How to Improve Your Business Cashflow
- Blake Johnson
- 4 days ago
- 6 min read

Struggling with cash flow forecasting? You're not alone. Many companies face challenges in consolidating data from various sources to create accurate forecasts. According to a survey, less than 25% of organizations rate their cash forecasting maturity as above average.
Additionally, 22% of treasurers acknowledge their cash positioning capabilities need development. These issues can lead to inefficient capital allocation and increased financial risk. Improve your business cashflow, forecasting and positioning is essential for financial resilience as economic uncertainties persist.
What is Cash Flow?
Cash flow refers to the movement of money into and out of a business.

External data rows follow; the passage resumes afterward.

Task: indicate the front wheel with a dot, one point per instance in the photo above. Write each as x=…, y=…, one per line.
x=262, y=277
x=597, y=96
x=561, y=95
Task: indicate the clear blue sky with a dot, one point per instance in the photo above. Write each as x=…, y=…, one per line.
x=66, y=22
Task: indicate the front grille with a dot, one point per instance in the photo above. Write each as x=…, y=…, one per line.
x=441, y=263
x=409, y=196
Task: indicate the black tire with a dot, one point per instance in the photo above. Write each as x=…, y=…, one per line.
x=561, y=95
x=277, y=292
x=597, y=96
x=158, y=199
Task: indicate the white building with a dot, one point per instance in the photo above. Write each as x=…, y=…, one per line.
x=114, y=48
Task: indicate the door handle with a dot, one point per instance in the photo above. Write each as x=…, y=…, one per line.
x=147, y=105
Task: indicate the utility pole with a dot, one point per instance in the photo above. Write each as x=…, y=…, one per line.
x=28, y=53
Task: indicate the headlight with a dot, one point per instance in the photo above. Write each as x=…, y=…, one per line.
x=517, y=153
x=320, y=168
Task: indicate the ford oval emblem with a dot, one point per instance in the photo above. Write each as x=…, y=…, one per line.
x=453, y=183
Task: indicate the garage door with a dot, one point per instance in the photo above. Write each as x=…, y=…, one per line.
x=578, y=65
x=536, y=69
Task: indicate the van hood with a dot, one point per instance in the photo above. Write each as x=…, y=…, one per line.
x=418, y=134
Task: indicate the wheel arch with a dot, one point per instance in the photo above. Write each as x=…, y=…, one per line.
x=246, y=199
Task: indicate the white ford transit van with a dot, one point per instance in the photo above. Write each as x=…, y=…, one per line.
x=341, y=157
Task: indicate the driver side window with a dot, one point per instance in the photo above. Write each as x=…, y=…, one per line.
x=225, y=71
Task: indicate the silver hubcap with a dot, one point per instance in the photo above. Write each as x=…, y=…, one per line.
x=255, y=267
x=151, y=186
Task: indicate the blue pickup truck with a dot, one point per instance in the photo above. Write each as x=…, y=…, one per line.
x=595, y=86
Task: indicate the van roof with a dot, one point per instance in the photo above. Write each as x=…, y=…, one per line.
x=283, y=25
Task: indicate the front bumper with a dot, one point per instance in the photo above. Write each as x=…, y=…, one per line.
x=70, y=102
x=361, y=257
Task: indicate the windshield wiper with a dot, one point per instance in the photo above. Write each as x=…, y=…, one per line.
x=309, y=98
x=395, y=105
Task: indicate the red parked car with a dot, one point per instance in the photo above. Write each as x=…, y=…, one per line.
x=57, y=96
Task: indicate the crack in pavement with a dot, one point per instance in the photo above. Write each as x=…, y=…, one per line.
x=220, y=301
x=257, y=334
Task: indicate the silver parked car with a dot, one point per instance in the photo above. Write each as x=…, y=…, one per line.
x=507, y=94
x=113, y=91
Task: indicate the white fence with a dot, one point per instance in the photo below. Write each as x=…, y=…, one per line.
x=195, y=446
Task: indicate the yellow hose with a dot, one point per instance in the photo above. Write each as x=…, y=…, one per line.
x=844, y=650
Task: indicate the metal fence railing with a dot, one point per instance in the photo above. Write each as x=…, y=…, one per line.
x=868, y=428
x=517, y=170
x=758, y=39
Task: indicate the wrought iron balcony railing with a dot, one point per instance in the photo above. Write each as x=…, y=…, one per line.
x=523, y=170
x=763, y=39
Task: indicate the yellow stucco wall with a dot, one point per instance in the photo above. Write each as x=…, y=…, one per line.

It represents the net balance between incoming funds, such as revenue from product or service sales and returns on investments, and outgoing payments, including operational expenses and debt obligations. A company’s financial health often depends on its ability to consistently generate positive cash flow through its day-to-day activities.
Cash flow is the lifeblood of any business. Without sufficient liquidity, even the most promising companies can struggle to meet obligations, invest in growth, or weather financial disruptions. Whether you’re a startup trying to stay lean or a growing enterprise managing seasonal revenue fluctuations, improving your cash flow can mean the difference between thriving and merely surviving.
Below are practical ways to improve your business cash flow, based on time-tested strategies.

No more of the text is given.